На вытянувшем шею и просительно ржущем же­ребце, по полю, рысью обгоняет общее движение обо­зов бородатый полковник, вероятно, отец большой семьи, оставшейся где-то в Калуге. В вооруженной дав­ке люди злы, оттого, что не знают почему они идут, оттого, что никто идти не хочет, и все всё-таки идут под мученьем ослепительного солнца, от которого не­куда скрыться, от которого, того гляди, лопнет пере­калившийся череп. Лошади, люди, пулеметы, орудия, зарядные ящики, патронные двуколки, мотоциклеты, всё смешалось гремящим хаосом в этом неуправляемом движении, но я знаю, что в какой-то будущий момент, вся эта живая масса рассыпется и под солнцем начнет переезжать, перебегать, выбирать позиции, откроет огонь и тогда представится в виде совершенного по­рядка, в котором проявится сила, управляющая хаосом войны.

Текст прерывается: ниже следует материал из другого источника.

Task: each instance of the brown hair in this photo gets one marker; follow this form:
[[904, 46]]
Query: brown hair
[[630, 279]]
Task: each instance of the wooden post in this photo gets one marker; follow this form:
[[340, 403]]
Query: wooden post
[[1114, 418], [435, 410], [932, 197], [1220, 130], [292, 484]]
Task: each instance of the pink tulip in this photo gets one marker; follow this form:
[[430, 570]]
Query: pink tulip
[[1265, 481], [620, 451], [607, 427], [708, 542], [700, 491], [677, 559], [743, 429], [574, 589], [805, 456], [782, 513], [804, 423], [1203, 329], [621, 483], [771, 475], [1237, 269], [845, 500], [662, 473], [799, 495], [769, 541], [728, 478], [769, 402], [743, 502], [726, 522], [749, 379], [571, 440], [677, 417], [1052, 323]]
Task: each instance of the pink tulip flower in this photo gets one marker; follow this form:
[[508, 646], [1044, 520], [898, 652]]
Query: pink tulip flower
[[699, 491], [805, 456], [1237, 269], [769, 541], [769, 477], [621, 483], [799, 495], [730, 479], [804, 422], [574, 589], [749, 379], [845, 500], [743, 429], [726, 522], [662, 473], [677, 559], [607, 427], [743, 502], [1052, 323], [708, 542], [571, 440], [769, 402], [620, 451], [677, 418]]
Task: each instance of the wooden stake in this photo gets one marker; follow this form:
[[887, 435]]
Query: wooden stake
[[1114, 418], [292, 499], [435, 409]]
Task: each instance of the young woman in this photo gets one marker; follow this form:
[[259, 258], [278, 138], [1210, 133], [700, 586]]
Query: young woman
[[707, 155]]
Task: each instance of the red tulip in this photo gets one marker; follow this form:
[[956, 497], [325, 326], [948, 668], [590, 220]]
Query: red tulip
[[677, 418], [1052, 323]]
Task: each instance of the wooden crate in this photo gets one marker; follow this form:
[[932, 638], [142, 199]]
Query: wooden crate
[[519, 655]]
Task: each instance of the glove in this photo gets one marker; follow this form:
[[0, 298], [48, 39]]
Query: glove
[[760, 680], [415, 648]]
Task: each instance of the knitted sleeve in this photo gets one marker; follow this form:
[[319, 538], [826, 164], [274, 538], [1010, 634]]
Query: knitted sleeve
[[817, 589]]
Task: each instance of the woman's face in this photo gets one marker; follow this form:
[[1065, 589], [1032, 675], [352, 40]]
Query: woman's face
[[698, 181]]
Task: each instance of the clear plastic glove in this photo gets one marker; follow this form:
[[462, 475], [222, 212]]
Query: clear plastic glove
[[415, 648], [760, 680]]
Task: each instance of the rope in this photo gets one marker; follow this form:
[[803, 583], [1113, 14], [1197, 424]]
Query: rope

Ночью, на опустелом дворе брошенной хаты, я, за­сыпая, слышу, как, умащиваясь рядом со мной, прапор­щик Мещеряков говорит:
– Знаете, Гуль, что на войне для меня страшнее всего? Что такая масса людей, такие чудовищные силы заняты ведь совершенно непроизводительным трудом.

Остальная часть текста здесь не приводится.